Robert, praying the condo sells soon and things smooth out for your move to the Pocono. Julie, prayers that Megan’s vehicle will be an easy fix. I pray she will come to understand why you have set boundaries regarding your car. Praying the kitties are well. Jill, prayers you remain Divide free and for your tennis mates and their families as they deal with illness. Prayers for Roger and that his insulin regimen is what he needs. I’m glad too, that he’s made it to the double digits. May God bless and keep your boy! Thanks to you all for your prayers and support. You don’t know how much it means to me to know you care and pray. I pray for our world and for the cause of human rights. Thanks be to the God who cares for us. Blessings to all.
Yes, indeed but I can’t stay in Resentment long.I have to turn it over to God. In confession and prayer for a heart of forgiveness and asks for the right thought or action before making amends. It’s been a hard week after an unexplained spike in my BP. After being seen in ER Sunday and following up with my cardiologist, the new meds are not working as expected. I’m confident he will find one soon. Prayers for Robert and an exceptional offer on the condo . As well as God leading him to a new home.
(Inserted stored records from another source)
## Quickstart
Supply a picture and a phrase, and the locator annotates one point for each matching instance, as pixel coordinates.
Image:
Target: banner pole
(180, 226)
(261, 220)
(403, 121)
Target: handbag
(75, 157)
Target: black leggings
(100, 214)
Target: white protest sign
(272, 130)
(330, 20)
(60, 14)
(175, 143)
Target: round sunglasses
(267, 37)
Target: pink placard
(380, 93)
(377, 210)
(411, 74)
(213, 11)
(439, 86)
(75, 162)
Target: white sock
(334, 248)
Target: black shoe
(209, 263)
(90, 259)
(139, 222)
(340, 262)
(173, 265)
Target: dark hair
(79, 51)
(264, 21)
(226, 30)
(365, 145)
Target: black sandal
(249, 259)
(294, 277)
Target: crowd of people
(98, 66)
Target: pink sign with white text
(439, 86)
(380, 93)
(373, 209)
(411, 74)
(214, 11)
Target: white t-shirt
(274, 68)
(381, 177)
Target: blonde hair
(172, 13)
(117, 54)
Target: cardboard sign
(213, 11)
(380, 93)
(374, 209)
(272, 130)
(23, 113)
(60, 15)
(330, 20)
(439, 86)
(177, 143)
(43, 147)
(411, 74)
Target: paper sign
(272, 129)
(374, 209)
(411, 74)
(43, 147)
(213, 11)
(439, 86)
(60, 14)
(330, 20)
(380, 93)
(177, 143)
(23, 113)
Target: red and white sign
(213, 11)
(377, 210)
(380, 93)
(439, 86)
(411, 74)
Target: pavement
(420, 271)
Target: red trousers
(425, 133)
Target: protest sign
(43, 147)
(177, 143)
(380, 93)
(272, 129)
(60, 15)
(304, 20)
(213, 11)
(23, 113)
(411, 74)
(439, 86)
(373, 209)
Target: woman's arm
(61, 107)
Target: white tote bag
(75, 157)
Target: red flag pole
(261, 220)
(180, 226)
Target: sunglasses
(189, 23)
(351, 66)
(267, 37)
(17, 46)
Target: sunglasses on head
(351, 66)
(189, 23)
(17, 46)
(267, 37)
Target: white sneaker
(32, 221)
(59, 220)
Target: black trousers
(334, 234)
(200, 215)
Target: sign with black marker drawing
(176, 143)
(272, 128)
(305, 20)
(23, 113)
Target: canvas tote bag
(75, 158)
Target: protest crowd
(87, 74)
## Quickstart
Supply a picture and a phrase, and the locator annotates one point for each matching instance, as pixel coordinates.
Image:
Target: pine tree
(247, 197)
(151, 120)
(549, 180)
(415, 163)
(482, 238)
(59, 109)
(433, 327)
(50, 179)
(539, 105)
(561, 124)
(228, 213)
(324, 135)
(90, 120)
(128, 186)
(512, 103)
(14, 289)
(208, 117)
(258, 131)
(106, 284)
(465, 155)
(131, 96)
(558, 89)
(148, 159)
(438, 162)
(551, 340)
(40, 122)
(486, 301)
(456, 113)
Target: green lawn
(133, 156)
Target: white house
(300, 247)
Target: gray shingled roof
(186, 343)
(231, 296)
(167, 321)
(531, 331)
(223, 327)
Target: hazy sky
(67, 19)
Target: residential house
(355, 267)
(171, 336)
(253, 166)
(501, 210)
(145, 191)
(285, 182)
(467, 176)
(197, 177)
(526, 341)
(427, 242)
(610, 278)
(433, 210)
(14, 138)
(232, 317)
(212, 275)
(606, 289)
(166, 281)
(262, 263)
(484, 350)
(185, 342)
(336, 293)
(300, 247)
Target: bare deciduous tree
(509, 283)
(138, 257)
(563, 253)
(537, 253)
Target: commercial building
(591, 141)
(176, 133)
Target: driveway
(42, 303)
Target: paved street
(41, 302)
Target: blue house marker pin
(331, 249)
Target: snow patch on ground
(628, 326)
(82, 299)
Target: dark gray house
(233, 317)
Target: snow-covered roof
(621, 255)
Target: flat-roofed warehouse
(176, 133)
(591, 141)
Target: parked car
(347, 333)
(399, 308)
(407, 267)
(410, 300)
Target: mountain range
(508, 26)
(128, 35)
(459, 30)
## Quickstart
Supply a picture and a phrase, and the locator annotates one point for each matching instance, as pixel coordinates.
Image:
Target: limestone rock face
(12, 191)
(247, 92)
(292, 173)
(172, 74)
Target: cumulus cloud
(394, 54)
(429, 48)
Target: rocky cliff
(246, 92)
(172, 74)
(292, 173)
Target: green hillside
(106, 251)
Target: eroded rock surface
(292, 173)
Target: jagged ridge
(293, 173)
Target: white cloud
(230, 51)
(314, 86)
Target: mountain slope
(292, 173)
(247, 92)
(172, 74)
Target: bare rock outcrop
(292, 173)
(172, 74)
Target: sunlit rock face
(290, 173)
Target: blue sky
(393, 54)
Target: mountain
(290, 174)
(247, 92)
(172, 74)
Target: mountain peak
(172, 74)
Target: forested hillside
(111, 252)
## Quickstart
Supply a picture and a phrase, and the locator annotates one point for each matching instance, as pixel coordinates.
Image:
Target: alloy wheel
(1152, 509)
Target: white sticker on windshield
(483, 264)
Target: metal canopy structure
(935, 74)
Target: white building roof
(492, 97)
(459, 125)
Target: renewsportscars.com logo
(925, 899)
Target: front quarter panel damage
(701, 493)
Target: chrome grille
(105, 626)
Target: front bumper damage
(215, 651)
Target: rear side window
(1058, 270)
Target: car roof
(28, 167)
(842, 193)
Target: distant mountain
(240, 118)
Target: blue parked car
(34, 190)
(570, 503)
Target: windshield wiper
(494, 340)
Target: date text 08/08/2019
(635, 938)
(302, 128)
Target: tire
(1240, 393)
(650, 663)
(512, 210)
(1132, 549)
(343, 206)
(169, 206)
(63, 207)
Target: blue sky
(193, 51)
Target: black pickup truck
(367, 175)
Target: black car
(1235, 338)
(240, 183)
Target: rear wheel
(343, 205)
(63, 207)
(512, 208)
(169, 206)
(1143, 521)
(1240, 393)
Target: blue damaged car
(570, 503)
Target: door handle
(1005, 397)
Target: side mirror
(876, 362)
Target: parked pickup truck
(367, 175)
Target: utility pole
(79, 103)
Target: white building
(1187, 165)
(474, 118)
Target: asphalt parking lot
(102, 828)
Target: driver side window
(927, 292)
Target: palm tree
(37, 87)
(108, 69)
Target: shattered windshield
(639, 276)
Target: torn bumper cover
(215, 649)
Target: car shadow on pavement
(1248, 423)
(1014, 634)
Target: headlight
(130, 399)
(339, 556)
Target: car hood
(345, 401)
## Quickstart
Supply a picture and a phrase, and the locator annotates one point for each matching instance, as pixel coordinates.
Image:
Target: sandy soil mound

Prayers for Jill and her teammates facing illness and grief from a loss. Praying for a safe and covid free end to the school year. Prayers for Julie and Megan over Julie’s wishes for respect, prayers for healing and love. Prayers for Ally and David, that the new lawyer will have success with the Appeal. For David’s strength and balance with exercise. Grateful to hear you have some additional income during this time. Prayers for Lou and her family and safe traveling mercies.